Ok, so that wasn’t true, I’d have loved to have stabbed Keith in the ear today as he shamelessly did fuck all once again, but it would be nice, just for once, to be able to say that with conviction. You see, this is a recurring theme throughout my working day, the overwhelming urge to inflict injury on my colleagues. Every rotten phone call from the “help” desk starts with the phrase which sends shivers of purest loathing down my spine, namely “Hi Chris, sorry to bother you…” If you’re sorry to bother me, STOP FUCKING DOING IT.


Finally for tonight, it’s worth introducing you to the characters in the piece. They are:


Phillip: Senior “help” desk person and the closest thing to an arch-enemy in the office these days. There are no words to describe this level of downright stupidity.


Maddison: One of those people who can take apathy and laziness to whole new levels. If you’re familiar with the member of staff who would quite happily sit and stare blankly into space all day until they are given something to do, Maddison is the guy running seminars on how to achieve this higher plain of disinterest.


Justin: He’s not really called Justin, he’s called Nathan, however the resemblance to that Bieber cunt is uncanny. I also refer to him as Aidan by mistake, a homage to our dear departed drug-addled colleague who quite literally fucked off and died a couple of years ago. Never ever leave the company, people die suspiciously shortly after. Well, just Aidan actually, but it’d be awesome if that happened more often.

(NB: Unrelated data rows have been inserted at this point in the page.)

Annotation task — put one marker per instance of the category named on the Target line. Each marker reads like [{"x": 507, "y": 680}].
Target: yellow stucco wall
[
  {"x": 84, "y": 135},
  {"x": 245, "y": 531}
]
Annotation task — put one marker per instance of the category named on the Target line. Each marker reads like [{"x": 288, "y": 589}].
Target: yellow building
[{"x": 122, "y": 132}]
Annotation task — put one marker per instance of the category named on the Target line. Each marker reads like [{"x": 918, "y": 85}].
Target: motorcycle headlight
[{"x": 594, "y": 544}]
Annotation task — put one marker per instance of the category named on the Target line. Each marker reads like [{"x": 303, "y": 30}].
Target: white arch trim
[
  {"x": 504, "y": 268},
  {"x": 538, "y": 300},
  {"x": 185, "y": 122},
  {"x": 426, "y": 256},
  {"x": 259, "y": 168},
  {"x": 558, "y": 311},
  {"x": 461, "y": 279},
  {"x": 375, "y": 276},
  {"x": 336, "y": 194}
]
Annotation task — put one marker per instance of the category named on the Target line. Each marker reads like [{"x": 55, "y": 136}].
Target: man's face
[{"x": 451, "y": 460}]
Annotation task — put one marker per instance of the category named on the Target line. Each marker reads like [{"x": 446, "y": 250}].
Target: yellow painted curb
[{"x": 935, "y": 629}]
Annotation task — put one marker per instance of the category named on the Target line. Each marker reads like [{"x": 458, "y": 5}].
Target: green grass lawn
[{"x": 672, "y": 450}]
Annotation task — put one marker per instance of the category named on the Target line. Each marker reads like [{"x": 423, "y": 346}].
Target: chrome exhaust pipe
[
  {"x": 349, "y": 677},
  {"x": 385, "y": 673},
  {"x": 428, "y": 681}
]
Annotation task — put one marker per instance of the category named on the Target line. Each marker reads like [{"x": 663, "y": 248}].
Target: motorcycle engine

Keith: My boss. It’s a constant source of disappointment that I am answerable, sort of, to Keith as he is…how can I put this kindly…a piss-poor excuse for a manager. If buddying up to every man and his dog is the managerial way forward, if success is measured by how much people think that you’re a thoroughly amiable chap because you occasionally get “fliers” then Keith would be the best manager of all time. However, as management partially consists of being a bit of a bastard and mostly involves motivating and guiding the staff, he’s almost entirely useless.


Me. Well, I have no business being there for so many reasons. My attitude veers from workaholic to belligerent indifference, I’m forever berating others (usually Phillip) for their fuck-ups and this is construed as bullying and, most notably, I’ve been involved in several physical altercations with members of staff during work evening events. On the other side of this coin, however, are the two most compelling reasons why I should be doing something other than this; I am far too intelligent and it’s a waste of both my time and potential, and secondly I want to be somewhere (or anywhere for that matter) else. The frustration generated by the last two points  is really what leads to my attitude etc as detailed previously, thus the vicious circle spirals out of control. Oh, and I’m better than everybody else without really trying too, that’s very important if more than a little conceited.


Customers: We have them. I like some, I loathe others, I want to do sex things to a high proportion of the female ones.


There are, of course, many minor characters who you may come to know over time, however as it’s now 1.20 and I have work followed by beer tomorrow, I’m going to bed.